以前、コンタクトは目が疲れると話をしていたので、眼鏡が使えないとなると不便なのだろう。
踏んづけたのが瞳なら不満の捌け口もあっただろうが、自分で壊した手前どうすることもできない。別に八つ当たりしてくれてもいいのに。
今日、ヤる雰囲気だったけど、あれじゃ無理だろうな……
瞳は、テーブルの上に残された、壊れた眼鏡を手に取った。
瞳が寝室に入ると、ベッドに横になった瑛が、暗闇の中で鼻先をくっつけるようにしてスマホを見ていた。
「まだ寝てなかったんですか?」
瞳が隣に横たわると、瑛はバツの悪そうな表情で、ごめんと呟いた。
「さっきはイライラしてたから……」
「あんなの全然気にしないですよ」
むしろ、かわいいくらいだ。
「これ、よかったらどうぞ。応急処置ですけど」
瞳は、針金で丁番を継いだ眼鏡を渡した。
「補強しただけなんで、折り畳めないですよ」
「…………悪い、ありがとう……」
瑛はしばらくじっと眼鏡を見つめたあと、ぽつりと呟いた。
「すぐに新しいの作りに行けるわけじゃないから、助かる」
俯く瑛を覗き込むようにして、瞳は顔を寄せた。
「佐久間さん、俺のこと見えてますか?」
「いや、この距離なら普通に見えるけど」
瞳は生まれてこの方ずっと目がいいので、視力の悪い人の世界がわからない。
「あの……俺と間違って別の人とエッチなことしたりとか、それくらい見えないとかじゃないですよね?」
「はあ?」
瑛は呆れた声を漏らした後、少し笑って瞳を見た。
「暗いと見えにくいから間違っちゃうかもな」
瑛の手がペタペタと瞳の顔をまさぐった。手の平が首筋から胸、腹へと移動する。瑛は下半身に触れると、
「え、誰……」
と呟いた。
「も~……したくなっちゃうから、そういうのだめです」
「……してもいいよ。今日そのつもりだったし……準備してるから」
瑛は目を伏せて、反応し始めた瞳のものを握った。
さっき瑛がごめんと言ったことに他意はないというか、本当に悪いと思っているのだとわかってはいるものの、エッチなことがしたくて瞳の機嫌を取るために謝ったと妄想すると、それはそれでかわいすぎて死ぬ。

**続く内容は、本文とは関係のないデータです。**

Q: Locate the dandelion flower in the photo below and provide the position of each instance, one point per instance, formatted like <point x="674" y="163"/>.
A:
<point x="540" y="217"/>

お互いに顔を寄せて唇を合わせると、どきどきと胸が高鳴る。暗闇に唾液の音が響くと、瑛の手の中で瞳の陰茎が硬さを増した。
「あの、例えば『フランクフルトだよ』って言って、目の前におちんちん出されたら、間違って口に入れたりしないですか?」
「お前、近視のことなんだと思ってんの」
瑛が試しに見せてと言うので、瞳は体を起こしてベッドの上に座った。勃ち上がった陰茎が、瑛の鼻先に触れる。

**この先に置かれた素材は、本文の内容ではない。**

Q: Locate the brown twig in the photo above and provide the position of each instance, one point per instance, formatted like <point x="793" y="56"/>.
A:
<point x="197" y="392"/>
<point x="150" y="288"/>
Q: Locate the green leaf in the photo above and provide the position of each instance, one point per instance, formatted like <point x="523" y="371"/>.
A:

瑛はおずおずと顔を寄せると、先端を軽く噛んだ。話の流れでわざと歯を立てたのか、本気で当たったのか、瞳には判断がつかなかった。
四つん這いになった瑛の髪や耳を撫でると、瞳を見上げる目と視線がぶつかった。
「あ、やば……」
硬い陰茎を口に含む瑛の姿に、不意に射精感が込み上げてくる。瞳が腰を引こうとしても、瑛はがっちりと掴んで離さなかった。そのまま口の中に出してしまう。
「あ、瞳くんのちんちんだった」
喉を鳴らして飲み込む瑛に、瞳は、も~……とぶつぶつ言いながら、射精してすぐの状態でよたよた立ち上がり、キッチンへ行った。ペットボトルの水を冷蔵庫から取り出して瑛に渡す。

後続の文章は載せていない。